# A real update on Koda's progress



## Shortpig (Mar 16, 2011)

I am now very happy. He is progressing and she gets to see the real Koda.

Marie,

You can be proud of your boy again today. He was an absolute gentleman with George and has nice new feet to show for it. i had told George that he might be a little nervous since he was not sure that new people could be trusted. That said, I handed him off to George's wife and my friend, Sue and they went to work. I stood back and watched. Koda handed each foot to George and stood motionless for the whole trim. We all told him how wonderful he was and Sue put him up in his stall.

Yesterday when we worked in the pouring rain and mud, he drove all over the yard (the roundpen is unusable). There are six big barrels that i am going to use for a hazard. They are currently "parked" by the garage. They don't belong there and haven't been there before so are very suspicious. Took some doing, but we finally passed them quietly. After that we went and got the poles and drove all over with the poles dragging. I made sure to drive him across the sidewalk and through the gravel drive so as to make all the strange noise I could. I did tight turns and stops so as to have the poles touch him both sides. I think he is ready to try the cart as soon as the ground is ready to drive on. I am sure the Koda I'm now seeing is the one you know and love.

Dorothy

ps: I think he may have lost just a little weight...maybe...


----------



## Reignmaker Miniatures (Mar 16, 2011)

WOOHOO, way to go Koda!




I guess blood will tell and he's showing his family relationship



.


----------



## susanne (Mar 16, 2011)

.



> I think he is ready to try the cart as soon as the ground is ready to drive on.
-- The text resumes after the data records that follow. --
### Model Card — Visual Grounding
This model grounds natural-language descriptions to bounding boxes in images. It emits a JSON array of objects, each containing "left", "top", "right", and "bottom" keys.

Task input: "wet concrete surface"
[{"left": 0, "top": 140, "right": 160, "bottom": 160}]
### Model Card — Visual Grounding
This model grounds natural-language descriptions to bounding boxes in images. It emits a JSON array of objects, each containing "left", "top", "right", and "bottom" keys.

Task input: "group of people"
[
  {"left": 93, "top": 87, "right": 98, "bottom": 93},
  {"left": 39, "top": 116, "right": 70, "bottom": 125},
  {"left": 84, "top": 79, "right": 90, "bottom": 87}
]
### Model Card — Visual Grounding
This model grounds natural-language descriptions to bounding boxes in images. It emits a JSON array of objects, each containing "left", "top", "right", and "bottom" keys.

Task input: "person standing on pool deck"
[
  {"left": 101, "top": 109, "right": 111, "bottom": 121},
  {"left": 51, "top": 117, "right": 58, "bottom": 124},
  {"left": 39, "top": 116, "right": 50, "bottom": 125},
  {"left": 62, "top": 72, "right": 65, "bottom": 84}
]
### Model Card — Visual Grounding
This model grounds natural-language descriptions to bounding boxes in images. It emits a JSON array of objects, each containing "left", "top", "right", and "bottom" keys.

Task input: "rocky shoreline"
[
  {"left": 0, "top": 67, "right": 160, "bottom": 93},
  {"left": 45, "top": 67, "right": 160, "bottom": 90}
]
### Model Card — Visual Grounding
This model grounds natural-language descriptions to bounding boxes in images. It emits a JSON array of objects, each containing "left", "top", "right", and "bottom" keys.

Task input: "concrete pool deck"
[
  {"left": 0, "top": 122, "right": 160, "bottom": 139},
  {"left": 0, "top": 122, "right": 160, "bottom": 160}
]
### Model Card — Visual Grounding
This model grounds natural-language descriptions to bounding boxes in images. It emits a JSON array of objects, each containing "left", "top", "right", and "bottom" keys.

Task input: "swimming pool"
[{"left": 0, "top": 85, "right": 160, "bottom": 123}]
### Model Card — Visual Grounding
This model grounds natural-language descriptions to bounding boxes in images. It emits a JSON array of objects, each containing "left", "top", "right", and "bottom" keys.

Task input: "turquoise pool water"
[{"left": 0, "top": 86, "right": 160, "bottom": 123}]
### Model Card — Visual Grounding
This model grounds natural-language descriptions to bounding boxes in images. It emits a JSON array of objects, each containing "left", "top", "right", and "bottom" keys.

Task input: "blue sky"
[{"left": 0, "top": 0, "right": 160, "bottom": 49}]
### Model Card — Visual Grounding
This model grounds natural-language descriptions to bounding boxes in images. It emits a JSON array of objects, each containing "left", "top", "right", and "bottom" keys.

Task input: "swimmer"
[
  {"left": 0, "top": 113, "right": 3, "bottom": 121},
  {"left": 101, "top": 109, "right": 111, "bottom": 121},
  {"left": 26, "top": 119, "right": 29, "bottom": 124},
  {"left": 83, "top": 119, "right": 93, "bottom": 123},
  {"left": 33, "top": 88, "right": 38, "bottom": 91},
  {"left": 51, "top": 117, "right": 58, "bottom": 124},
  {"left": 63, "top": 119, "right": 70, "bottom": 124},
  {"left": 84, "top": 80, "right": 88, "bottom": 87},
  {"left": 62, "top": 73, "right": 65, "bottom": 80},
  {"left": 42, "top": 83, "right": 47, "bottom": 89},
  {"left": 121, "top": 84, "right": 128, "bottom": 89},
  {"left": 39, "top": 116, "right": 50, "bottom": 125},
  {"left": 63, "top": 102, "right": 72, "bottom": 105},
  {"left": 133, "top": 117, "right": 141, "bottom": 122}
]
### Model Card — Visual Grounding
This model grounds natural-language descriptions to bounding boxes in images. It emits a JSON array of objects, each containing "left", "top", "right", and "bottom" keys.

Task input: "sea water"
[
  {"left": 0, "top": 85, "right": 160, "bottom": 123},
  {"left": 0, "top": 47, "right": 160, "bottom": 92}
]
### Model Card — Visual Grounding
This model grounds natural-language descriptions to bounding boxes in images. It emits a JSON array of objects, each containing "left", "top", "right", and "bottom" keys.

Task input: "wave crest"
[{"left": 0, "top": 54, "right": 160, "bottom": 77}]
Guess that's as safe a comment as a NWer EVER made...

.


----------



## Shortpig (Mar 17, 2011)

I am so happy to hear this about Koda. I knew if anyone could get this boy hitched it would be Dorothy. I just hope she has a cart with wide shafts. After all it will be up to him to show the little one due in May how to be a driving horse. Yes this is the Koda I know and love. He is such a gentle sweet little horse. Just like all his siblings and his Sire and Dam.


----------



## Crabby-Chicken (Mar 17, 2011)

Congrats guys! Can't wait to see him in action!


----------



## gimp (Mar 17, 2011)

I've got to get own there...but have no hip waders





Way to go, Koda


----------



## Knottymare (Mar 18, 2011)

I haven't been around the forum long enough to know the back story but I'm so happy to hear that he's doing so well! Happy!!!


----------



## Shortpig (Mar 18, 2011)

Knottymare he had a traumatic gelding procedure because they couldn't get him out. After that he didn't trust strangers. That made his training to drive tougher. Just last year his older sister was trained and did great. His brother who is owned by Erin of Moore Acres was trained this year and will be at the show in Longview this weekend. His name is Chip and he is an awesome driving horse.

I love driving the sire of these guys he takes care of me.

Kodas last sibling is due in May. We are very excited to have all these foals driving Ans doing what they are bred to do. I have had my stallion and two mares (full sisters) for 16 yrs.

You can see the whole family on my website. We will be at the show this weekend.


----------



## Shortpig (Mar 18, 2011)

Thank you all for your compliments. You have no idea what this means to me.

Nancy we will have to set a date to meet still. We might both need hip waders in this weather. Its spring where's the sun?


----------



## Knottymare (Mar 18, 2011)

Shortpig said:


> Knottymare he had a traumatic gelding procedure because they couldn't get him out. After that he didn't trust strangers. That made his training to drive tougher. Just last year his older sister was trained and did great. His brother who is owned by Erin of Moore Acres was trained this year and will be at the show in Longview this weekend. His name is Chip and he is an awesome driving horse.
> 
> I love driving the sire of these guys he takes care of me.
> 
> ...


Very excited to meet you and of course, meet all your horses!


----------



## Shortpig (Mar 18, 2011)

We aren't bringing any horses to the show. I believe my daughter will be showing the new foal next year. But can't wait to meet you.


----------